Digital Brands Group, Inc. (NASDAQ:DBGI) Q3 2023 Earnings Call Transcript

Sales and marketing expenses increased 12.6% to $1.2 million compared to $1 million a year ago. Sales and marketing expense ratio was 35.3% compared to 38.5% a year ago. Net operating loss, excluding the noncash charge was $1.2 million compared to a loss of $2.5 million a year ago. So we cut our net operating loss in half on very low revenue. In fact, revenue that’s significantly below just our Q1 wholesale bookings alone. Net loss per diluted share attributable to common stockholders was $5.4 million or $14.55 per diluted share compared to a loss of $4.9 million or a loss of $223.83 per diluted share a year ago. Net loss per diluted share, excluding noncash expenses, was $2.6 million or $8.92 per share. In closing, as we stated, the Board is reviewing strategic alternatives given the continued dislocation between Digital Brands Group public market value and the intrinsic value of the company’s underlying assets and operating performance.

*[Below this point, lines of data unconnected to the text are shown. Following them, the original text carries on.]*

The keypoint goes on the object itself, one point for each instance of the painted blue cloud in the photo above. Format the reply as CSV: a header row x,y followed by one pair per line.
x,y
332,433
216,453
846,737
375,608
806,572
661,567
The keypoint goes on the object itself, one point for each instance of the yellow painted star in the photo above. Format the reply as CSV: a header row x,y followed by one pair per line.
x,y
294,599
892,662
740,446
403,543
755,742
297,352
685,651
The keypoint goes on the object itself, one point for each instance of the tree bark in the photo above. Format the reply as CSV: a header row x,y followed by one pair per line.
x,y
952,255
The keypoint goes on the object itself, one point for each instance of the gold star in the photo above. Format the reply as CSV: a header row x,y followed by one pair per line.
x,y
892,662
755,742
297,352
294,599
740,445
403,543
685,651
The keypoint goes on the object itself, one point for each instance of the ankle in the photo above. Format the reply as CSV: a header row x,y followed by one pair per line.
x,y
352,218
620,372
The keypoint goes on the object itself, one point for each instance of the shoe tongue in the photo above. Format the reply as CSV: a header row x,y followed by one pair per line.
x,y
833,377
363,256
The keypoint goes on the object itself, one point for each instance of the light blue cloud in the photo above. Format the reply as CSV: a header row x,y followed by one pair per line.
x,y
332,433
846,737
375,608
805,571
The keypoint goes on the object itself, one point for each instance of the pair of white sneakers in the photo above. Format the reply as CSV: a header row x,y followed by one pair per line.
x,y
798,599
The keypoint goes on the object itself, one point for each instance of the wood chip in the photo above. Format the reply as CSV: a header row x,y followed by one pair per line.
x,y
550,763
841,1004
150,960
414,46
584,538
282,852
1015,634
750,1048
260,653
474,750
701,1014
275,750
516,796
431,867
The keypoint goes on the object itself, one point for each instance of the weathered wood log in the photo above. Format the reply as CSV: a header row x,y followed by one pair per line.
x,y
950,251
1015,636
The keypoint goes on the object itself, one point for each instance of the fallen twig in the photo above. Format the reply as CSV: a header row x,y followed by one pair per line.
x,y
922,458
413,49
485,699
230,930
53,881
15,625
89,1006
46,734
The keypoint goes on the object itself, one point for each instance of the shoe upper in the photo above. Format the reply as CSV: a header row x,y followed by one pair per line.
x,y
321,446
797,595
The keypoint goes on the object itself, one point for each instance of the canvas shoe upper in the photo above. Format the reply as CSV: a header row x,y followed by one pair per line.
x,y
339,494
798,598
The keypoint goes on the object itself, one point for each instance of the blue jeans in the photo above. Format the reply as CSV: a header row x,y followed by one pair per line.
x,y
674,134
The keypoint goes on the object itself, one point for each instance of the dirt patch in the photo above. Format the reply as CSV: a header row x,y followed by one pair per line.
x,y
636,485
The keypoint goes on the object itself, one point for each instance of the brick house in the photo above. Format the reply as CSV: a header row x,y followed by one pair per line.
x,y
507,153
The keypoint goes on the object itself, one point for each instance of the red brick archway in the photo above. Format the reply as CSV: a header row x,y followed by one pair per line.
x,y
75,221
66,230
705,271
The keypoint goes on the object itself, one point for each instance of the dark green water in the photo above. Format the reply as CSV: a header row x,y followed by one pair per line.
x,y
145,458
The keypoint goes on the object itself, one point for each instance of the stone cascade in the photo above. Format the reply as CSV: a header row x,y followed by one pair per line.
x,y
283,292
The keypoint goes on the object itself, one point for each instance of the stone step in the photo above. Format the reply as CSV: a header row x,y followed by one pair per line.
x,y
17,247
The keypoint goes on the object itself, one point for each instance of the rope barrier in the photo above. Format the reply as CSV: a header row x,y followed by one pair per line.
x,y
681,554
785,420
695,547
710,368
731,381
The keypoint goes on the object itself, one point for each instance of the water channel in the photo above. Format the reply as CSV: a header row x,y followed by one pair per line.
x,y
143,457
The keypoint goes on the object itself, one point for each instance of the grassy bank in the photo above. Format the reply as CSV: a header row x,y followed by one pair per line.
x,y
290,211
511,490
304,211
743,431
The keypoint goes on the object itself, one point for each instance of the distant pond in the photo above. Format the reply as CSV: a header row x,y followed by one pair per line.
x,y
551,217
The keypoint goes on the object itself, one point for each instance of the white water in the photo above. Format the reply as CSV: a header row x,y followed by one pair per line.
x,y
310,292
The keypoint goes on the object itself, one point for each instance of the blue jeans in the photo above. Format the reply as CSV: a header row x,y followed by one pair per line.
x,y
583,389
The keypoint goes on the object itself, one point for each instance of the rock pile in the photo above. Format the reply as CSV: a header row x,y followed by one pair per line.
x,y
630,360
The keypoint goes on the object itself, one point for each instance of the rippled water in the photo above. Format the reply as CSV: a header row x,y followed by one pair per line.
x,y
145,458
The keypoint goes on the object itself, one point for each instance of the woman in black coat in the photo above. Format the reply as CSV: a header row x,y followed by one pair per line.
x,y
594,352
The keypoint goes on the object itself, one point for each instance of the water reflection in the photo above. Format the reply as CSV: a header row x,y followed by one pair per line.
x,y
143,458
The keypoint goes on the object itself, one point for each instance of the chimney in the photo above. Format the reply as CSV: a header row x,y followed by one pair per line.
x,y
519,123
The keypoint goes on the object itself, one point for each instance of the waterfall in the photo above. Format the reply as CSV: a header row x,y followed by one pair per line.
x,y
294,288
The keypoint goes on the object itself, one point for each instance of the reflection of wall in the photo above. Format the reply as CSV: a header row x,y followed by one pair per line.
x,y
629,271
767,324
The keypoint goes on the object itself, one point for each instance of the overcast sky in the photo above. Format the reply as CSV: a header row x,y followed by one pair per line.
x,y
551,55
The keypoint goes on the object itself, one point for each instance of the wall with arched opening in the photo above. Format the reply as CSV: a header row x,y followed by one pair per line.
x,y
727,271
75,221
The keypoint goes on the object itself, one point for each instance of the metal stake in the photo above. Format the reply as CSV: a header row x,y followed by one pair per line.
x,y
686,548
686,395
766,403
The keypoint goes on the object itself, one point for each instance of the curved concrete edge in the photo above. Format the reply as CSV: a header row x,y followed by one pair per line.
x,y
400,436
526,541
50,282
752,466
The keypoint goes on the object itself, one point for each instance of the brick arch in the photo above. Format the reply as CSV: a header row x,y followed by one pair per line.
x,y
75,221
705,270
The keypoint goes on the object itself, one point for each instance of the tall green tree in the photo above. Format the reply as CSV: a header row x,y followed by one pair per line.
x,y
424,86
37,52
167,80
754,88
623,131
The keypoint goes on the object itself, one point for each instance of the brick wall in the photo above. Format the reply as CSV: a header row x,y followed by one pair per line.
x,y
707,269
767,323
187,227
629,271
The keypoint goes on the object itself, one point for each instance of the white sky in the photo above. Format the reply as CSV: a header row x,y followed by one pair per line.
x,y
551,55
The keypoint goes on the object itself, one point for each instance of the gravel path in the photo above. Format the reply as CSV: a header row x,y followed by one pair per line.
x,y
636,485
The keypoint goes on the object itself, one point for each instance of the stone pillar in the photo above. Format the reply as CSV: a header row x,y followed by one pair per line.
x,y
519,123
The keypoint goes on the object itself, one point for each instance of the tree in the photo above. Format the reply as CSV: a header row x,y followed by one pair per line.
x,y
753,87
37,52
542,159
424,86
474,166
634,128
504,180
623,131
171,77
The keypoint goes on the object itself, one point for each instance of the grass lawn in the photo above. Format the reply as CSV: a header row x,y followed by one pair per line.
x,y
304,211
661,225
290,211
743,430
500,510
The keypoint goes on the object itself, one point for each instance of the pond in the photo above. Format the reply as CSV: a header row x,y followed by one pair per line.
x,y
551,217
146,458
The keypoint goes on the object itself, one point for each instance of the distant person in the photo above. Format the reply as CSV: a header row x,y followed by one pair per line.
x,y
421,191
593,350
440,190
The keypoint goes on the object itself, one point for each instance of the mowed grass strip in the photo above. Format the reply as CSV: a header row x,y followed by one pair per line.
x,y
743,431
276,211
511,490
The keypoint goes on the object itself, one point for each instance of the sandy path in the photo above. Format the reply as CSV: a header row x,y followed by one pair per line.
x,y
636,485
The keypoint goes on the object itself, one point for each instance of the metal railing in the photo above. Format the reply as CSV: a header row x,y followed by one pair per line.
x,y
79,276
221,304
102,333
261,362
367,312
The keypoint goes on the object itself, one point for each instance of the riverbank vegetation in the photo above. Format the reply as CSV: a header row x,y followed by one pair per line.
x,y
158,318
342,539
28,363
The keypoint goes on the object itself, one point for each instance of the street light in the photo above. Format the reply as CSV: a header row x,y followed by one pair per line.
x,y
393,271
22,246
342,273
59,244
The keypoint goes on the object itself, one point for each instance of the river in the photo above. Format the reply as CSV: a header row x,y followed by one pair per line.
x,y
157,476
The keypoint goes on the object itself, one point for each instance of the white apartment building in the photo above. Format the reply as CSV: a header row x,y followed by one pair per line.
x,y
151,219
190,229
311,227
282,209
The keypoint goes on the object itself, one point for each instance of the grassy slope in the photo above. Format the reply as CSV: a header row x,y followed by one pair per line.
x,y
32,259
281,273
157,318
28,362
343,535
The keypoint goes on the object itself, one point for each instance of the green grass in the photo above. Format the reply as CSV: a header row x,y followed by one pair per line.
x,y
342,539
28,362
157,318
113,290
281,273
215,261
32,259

We believe the first quarter 2024 wholesale bookings and the monthly internal free cash flow illustrate how significant this dislocation has become. We own an $18 million wholesale revenue run rate for 2024, and that does not include any revenue impact from our e-commerce revenue, our store revenue or our licensing income. Finally, we should generate more than $6 million in internal free cash flow for 2024. We have several options that we can pursue, all of which should increase shareholder value meaningfully. We know that there is significant demand for our NASDAQ sell as well. We’re extremely serious about these options as it is crystal clear that we are not getting credit for our acquisitions or our revenue growth and the fact that we are generating internal free cash flow, and we will be EBITDA positive in 2024 on top of the significant internal free cash flow.

And our internal free cash flow, as I mentioned, should increase as we move through 2024 based on the outlet store and the rent payments as noted earlier. All these do not seem to matter to the public markets at this time, which is why we are moving forward with the strategic alternative path. Thanks for your time, and we look forward to the continued momentum. This concludes our 2023 third quarter’s earnings call, and let’s open it up to Q&A, please.

Operator: [Operator Instructions]

Hil Davis: And I have — if no questions, I have a couple of questions that have come across the e-mail or social media as well.

Operator: There are no questions at this time, sir.

Hil Davis: Yes. So let me — a couple of questions we’ve gotten. One is do we expect our gross margins to continue at this level. And the answer is yes, we do. And there’s a few reasons for that. And the biggest reason is there’s a lot of fixed cost in our gross margin. So for instance, when we make the samples for the wholesale, our distribution center rent, our labor back there, [sowers], pattern makers, so there’s a high fixed dollar amount. So as our revenues increase, we get leverage on that fixed cost. Additionally, we also expect to cut another $0.5 million in cost as we move through. Now this is in the OpEx line items. So we’ll cut another $0.5 million in costs in kind of Q1 and going forward as well. And that’s on an annualized basis.

But we do expect gross margins to hold at this level or potentially increase as well, especially as we get into Q4 because we’re able to leverage those fixed costs that are associated in our gross margin. The other question is, are we frustrated with where we are? And are we serious about going — pursuing these strategic alternatives? And the answer is yes and yes. I mean it’s clear, like I said, in the Board also same way that we’re just not getting the appreciation for kind of the — in turn we’ve built both in the business, the acquisitions we’ve made, the leverage we’ve created, the revenue growth and the internal free cash flow. And at this point, we are actively pursuing it. As everyone knows on the call, we don’t issue a lot of PR. We did issue PR on this and it was very intentional, and we will continue to pursue this very aggressively.

And we feel like at this point in time that we’re just not getting credit for what we’ve built and the results we’re achieving. And I think Q1 is a perfect example of that. And I think October free cash flow as well as the Q1 wholesale bookings and just the feedback we’re getting from the wholesale accounts on how well our products are selling through now has really shown us that we need to find the best path for shareholders, and it does not seem like the public markets at this point might be that path. That’s — those were the major questions that I got, either e-mail or social media. So I guess with that, we can conclude the call.